“Why on earth should I bother?” you ask. “If I’ve managed with
these things, this stuff, all this junk, thus far, I’ll just carry on! But wait! Before you decide against decluttering your home, let’s look at just a few of the (many) benefits found in simplifying and organizing the home!
When we moved to this area and into a house half the size of what we had, we started seeing the necessity of decluttering. Our house was bulging with stuff! Life here in our peaceful valley is slower. And we started really seeing the value of slowing down to refocus on the truly important things of life, too.
Yet it’s odd, because the idea of decluttering — seems quite alien to most Italians! Many here are really into hoarding. It goes along with their frugal, sometimes miserly, streak. We have actually helped empty homes after a death, and it was amazing the amount of sheer trash we threw out. Bottles, bags, broken things, and countless useless items. Things that, undoubtedly did little more than complicate living for them!
So I’d like to share the benefits we reaped, and that you too could reap from decluttering!
We all know how frustrating it is when we can’t find things, don’t we? Especially if it means digging through stuff we haven’t used (or possibly even seen) in years! In trying to make everything fit in our tiny home, we had to really evaluate on that basis. Do we use it? Do we need it?
Greater peace of mind and better relaxation.
Research shows that stress levels spike during the time we spend dealing with our stuff. Not fighting (either physically or mentally) with all that stuff can also bring peace of mind. It’s a lot harder to focus if we must use extra energy to get everything done. And it’s harder to truly relax when we’ve still got so much to do.
More time and more punctuality!
A simplified home saves time. Not only the time spent searching for things. But also time cleaning, on household tasks, and even cooking! And knowing right where everything is can even help you not be late. No last-minute searching for keys, handbag, or missing shoes.
Greater focus and clarity.
Clutter, according to a Princeton University study, makes it harder to focus and process information.
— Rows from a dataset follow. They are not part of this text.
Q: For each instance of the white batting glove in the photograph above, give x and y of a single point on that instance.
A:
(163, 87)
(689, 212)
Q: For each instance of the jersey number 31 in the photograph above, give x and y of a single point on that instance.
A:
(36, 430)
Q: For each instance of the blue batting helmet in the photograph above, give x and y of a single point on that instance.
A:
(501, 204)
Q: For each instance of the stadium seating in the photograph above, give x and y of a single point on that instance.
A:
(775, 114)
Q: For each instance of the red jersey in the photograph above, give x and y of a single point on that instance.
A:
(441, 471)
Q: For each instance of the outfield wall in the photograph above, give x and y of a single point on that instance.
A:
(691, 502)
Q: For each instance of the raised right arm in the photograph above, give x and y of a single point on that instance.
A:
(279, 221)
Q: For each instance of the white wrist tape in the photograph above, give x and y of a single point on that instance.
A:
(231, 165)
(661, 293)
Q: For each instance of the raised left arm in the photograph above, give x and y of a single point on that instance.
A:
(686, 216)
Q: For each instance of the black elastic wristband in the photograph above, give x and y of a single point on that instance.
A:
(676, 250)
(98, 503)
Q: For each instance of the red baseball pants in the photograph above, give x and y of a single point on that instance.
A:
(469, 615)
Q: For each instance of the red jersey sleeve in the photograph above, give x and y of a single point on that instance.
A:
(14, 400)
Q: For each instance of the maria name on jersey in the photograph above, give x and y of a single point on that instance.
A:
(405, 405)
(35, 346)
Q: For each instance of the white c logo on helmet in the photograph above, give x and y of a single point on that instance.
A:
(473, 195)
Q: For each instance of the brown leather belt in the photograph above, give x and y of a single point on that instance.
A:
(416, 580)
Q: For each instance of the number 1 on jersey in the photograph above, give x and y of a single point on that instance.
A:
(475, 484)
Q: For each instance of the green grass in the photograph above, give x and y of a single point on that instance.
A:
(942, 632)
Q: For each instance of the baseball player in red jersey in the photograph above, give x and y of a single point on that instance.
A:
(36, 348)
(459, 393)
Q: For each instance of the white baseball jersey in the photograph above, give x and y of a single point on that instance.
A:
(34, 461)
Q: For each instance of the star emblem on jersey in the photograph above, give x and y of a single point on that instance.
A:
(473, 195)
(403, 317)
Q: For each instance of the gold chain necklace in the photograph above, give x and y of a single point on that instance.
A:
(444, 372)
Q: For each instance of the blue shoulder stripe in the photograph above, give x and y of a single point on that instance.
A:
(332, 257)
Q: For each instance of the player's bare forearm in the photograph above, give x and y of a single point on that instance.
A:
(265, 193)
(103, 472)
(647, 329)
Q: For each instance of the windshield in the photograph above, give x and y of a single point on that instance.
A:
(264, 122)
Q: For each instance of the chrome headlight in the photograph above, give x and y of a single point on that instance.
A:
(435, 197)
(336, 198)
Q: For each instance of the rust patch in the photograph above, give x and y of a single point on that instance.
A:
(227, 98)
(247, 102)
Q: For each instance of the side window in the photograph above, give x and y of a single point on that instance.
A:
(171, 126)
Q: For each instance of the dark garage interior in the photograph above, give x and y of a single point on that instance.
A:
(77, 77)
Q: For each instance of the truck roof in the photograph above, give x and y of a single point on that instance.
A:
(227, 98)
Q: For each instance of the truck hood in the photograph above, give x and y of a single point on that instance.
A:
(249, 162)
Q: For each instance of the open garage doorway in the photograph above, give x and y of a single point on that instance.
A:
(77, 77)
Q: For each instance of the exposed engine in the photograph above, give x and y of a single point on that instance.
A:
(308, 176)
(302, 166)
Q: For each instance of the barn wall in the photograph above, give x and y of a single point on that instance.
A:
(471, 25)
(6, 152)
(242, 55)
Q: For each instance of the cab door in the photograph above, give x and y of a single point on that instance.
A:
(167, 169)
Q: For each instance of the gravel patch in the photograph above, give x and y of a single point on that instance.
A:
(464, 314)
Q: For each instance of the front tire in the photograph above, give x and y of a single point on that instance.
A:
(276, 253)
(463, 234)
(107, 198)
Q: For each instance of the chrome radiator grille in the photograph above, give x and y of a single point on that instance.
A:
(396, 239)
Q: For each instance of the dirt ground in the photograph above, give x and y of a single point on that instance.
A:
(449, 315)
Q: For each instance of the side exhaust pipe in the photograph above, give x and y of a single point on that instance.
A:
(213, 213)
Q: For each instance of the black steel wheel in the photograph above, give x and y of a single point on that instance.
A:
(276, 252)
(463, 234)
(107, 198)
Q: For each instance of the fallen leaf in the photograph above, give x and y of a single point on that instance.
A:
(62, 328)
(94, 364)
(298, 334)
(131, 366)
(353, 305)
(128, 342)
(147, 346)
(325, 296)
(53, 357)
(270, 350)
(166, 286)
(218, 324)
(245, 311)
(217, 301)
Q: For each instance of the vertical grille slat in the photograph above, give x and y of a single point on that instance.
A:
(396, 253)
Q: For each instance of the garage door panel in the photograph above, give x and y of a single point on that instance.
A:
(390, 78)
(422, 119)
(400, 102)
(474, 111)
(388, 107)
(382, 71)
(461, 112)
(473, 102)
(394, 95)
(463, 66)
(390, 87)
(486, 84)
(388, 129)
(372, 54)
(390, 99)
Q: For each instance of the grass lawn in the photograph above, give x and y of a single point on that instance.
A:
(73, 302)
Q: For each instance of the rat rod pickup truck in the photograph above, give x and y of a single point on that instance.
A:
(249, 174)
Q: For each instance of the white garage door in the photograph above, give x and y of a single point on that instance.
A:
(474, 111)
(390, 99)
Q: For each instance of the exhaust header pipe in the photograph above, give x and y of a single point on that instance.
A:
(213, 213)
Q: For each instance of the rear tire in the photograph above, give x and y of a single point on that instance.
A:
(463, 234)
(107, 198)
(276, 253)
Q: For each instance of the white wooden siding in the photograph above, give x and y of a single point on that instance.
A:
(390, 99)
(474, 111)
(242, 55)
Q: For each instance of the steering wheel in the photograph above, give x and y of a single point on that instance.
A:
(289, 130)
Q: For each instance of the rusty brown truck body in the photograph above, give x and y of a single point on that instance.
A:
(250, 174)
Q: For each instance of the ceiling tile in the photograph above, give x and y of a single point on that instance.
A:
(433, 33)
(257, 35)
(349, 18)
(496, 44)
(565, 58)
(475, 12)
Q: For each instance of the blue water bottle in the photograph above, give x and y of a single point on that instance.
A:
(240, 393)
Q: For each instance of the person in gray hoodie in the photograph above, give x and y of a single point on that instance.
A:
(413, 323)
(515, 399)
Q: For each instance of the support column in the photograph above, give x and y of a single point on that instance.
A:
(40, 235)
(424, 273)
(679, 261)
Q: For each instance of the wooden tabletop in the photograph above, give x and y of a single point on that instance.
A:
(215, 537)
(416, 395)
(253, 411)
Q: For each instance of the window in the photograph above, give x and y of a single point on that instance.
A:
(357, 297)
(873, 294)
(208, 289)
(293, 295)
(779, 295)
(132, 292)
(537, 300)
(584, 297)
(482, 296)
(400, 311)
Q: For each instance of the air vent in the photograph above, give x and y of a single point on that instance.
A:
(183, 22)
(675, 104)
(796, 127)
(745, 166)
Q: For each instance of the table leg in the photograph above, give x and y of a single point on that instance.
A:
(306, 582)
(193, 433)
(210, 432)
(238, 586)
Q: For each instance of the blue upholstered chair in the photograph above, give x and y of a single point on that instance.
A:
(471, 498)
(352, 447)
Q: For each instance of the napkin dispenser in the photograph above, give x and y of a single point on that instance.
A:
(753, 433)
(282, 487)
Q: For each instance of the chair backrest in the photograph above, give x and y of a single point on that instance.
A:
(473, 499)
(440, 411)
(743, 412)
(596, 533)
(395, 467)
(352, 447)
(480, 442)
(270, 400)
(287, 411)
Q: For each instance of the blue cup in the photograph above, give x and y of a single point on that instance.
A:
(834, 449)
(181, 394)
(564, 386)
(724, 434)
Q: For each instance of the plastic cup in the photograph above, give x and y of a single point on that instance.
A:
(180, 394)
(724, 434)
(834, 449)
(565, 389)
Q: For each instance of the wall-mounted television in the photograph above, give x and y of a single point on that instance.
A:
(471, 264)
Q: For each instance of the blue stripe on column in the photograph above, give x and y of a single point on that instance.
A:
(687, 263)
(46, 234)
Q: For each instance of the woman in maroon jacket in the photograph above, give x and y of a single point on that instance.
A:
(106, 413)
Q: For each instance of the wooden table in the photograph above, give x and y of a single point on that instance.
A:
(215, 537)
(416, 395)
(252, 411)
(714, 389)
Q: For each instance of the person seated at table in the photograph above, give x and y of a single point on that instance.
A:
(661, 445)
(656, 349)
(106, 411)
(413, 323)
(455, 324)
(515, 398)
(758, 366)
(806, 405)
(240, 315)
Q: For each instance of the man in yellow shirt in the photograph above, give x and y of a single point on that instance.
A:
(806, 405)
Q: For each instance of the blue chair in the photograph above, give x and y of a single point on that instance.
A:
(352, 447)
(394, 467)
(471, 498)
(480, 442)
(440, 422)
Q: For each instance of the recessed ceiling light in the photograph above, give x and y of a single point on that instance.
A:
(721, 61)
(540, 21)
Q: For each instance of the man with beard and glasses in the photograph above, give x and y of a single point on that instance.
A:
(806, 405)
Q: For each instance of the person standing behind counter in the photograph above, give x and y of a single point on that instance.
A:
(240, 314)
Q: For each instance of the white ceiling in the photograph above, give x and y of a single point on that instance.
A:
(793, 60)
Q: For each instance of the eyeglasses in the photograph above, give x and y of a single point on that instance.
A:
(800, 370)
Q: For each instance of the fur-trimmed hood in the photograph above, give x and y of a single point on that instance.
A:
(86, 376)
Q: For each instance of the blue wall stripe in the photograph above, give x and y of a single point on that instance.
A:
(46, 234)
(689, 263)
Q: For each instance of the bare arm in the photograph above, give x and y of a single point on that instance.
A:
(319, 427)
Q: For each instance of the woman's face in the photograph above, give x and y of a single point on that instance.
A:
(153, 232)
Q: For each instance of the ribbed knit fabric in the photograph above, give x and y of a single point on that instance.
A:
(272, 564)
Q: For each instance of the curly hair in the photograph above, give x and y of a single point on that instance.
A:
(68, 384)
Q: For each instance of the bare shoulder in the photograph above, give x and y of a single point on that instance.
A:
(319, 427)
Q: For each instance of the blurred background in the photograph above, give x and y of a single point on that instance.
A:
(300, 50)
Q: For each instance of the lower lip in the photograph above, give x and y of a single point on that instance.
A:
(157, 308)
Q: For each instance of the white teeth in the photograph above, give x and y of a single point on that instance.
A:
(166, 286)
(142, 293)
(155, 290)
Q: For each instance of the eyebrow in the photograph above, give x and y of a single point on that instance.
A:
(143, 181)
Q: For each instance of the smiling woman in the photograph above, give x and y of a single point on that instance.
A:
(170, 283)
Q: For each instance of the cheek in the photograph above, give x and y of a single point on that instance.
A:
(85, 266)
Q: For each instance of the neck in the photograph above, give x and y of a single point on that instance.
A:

And as a result, we are more likely to make rushed, frustrated decisions. The increased mental energy used also tends to make us tire more easily.
Greater creativity and more time for things we love.
All the energy spent searching for things and on processing stimuli overload eats away the time we could spend doing the things we love!
Dust, insects, and spiders * shudder * hide among stuff and in uncleaned corners. And the risk of household accidents is greater when there’s stuff around to trip over too!
Many family arguments come about because of stress. Less stuff and more organization greatly diminish this risk. And many people also find themselves more willing to invite guests in when their home is clean and orderly. Why make the losing trade-off of stuff over friends?
We can help others!
Many charities need donations of good, usable stuff. Or sometimes even our own friends and neighbors. That jobless family or one that struggles to make ends meet on one income. Or perhaps immigrants and refugees in your area. And did you know that pet shelters are always on the look out for old, tattered rugs and blankets?
We save (or even make) money!
Many declutterers make money by having a garage sale, jumble sale, or selling things on eBay®. But we have found that decluttering also saves us money! Why? Because it helps us shop less! After cleaning through and getting rid of unused, unnecessary stuff, it really wouldn’t make much sense to go out and buy more of the same, would it?
It moves priorities to a higher plane.
In letting go of “stuff” we start to see that it really has no lasting value. That it’s a tool, useful for aiding our life. But never meant to become a hindering burden. And as this becomes clearer, it highlights the eternal value of life’s true treasures. Like God, family, friends, meaningful memories, and helping others.
Put simply, we found that stuff often becomes a hindrance. It doesn’t seem that way at first. But as we had less and less stuff, we found that for each thing that went out the door, some (or all) of these benefits came in. And it’s helped us create a life centered around the things that have true mean something for us. A peaceful, restful life built on relationships, memories, and new experiences. So what are you waiting for?
If decluttering can enrich your life in these ways, isn’t it worth thinking about? Why not start today!